A grad student brought several papers warning against subtracting the mean pattern (and other types of normalization) before correlational analyses (including, but not only, RSA) to my attention. I was puzzled: Pearson correlation ignores additive and  multiplicative transformations, so how could it be affected by subtracting the mean? Reading closely, my confusion was from what exactly was meant by "subtracting the mean pattern"; it is still the case that not all forms of "normalization" before correlational MVPA are problematic.

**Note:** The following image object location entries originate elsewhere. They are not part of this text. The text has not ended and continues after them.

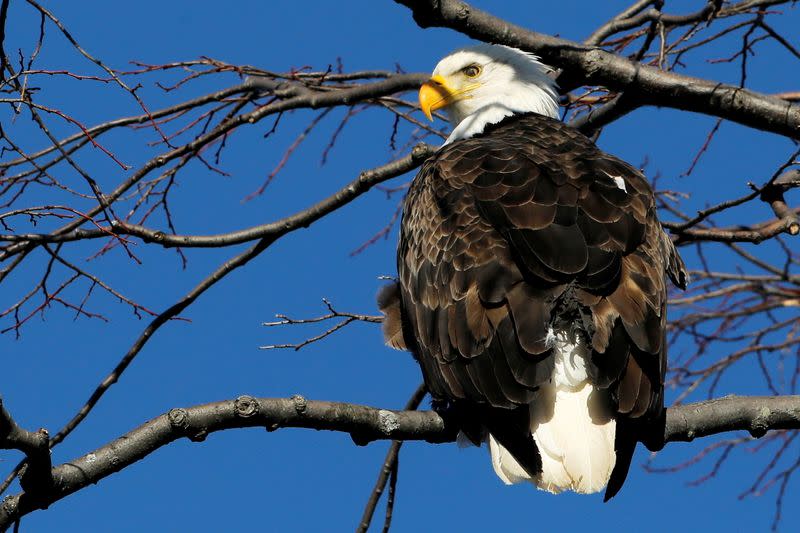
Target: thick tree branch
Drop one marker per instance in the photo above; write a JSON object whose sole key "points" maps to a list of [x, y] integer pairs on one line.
{"points": [[756, 414], [590, 65]]}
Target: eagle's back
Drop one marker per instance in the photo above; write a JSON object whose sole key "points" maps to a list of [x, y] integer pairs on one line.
{"points": [[523, 233]]}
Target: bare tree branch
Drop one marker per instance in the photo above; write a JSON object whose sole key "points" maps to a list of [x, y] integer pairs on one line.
{"points": [[756, 414], [594, 66]]}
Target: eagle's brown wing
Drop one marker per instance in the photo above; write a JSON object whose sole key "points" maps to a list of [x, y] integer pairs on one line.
{"points": [[505, 234]]}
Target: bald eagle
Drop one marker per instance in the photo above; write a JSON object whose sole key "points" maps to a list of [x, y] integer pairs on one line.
{"points": [[531, 279]]}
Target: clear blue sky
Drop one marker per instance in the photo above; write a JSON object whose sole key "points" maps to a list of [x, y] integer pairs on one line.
{"points": [[298, 480]]}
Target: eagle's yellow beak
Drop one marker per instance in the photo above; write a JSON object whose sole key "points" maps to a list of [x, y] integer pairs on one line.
{"points": [[435, 94]]}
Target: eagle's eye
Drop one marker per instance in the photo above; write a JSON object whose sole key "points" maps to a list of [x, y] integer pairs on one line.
{"points": [[472, 71]]}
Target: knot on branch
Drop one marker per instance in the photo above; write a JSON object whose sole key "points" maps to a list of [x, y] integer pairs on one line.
{"points": [[178, 418], [246, 406], [300, 404], [760, 424], [387, 422]]}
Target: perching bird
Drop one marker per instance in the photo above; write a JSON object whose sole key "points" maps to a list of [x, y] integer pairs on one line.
{"points": [[532, 284]]}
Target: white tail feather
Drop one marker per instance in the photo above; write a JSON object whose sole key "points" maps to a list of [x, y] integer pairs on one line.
{"points": [[572, 427]]}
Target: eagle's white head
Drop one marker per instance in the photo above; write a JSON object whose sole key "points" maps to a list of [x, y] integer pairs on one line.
{"points": [[483, 84]]}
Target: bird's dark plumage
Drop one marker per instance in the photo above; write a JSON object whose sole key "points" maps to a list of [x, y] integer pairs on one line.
{"points": [[523, 228]]}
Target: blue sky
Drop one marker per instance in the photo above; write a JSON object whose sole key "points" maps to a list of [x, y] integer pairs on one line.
{"points": [[299, 480]]}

The key is where and how the mean-subtraction and/or normalization is done. Using the row- and column-scaling terminology from Pereira, Mitchell, and Botvinick (2009) (datasets arranged with voxels in columns, examples (trials, frames, whatever) in rows): the mean pattern subtraction warned against in Walther et al. (2016) and Garrido et al. (2013) is a particular form of column-scaling, not row-scaling. (A different presentation of some of these same ideas is in Hebart and Baker (2018), Figure 5.)

Here's my illustration of two different types of subtracting the mean; code to generate these figures is below the jump. The original pane shows the "activity patterns" for each of five trials in a four-voxel ROI. The appearance of these five trials after each has been individual normalized (row-scaled) is in the "trial normalized" pane, while the appearance after the mean pattern was subtracted is at right (c.f. Figure 1D in Walther et al. (2016) and Figure 1 in Garrido et al. (2013)).

Note that Trial2 is Trial1+15; Trial3 is Trial1*2; Trial4 is the mirror image of Trial1; Trial5 has a shape similar to Trial4 but positioned near Trial1. (Example adapted from Figure 8.1 of Cluster analysis for researchers (1984) by H. Charles Romesburg.)

And here are matrix views of the Pearson correlation and Euclidean distance between each pair of trials in each version of the dataset:

The mean pattern subtraction did not change the patterns' appearance as much as the trial normalization did: the patterns are centered on 0, but the extents are the same (e.g., voxel2 ranges from 0 to 80 in the original dataset, -40 to 40 after mean pattern subtraction). The row (trial) normalized image has a much different appearance: centered on zero, but the patterns for trials 1, 2, and 3 are now identical, and the range is much less (e.g., voxel2 is now a bit less than -1 to a bit more than 1). Accordingly, the trial-normalized similarity matrix is identical to the original when calculated with correlation, but different when calculated with Euclidean distance; the mean pattern subtracted similarity matrix is identical to the original when calculated with Euclidean distance, but different when calculated with Pearson correlation.

This is another case where lack of clear terminology can lead to confusion; "mean pattern subtraction" and "subtracting the mean from each pattern" are quite different procedures and have quite different effects, depending on your distance metric (correlation or Euclidean).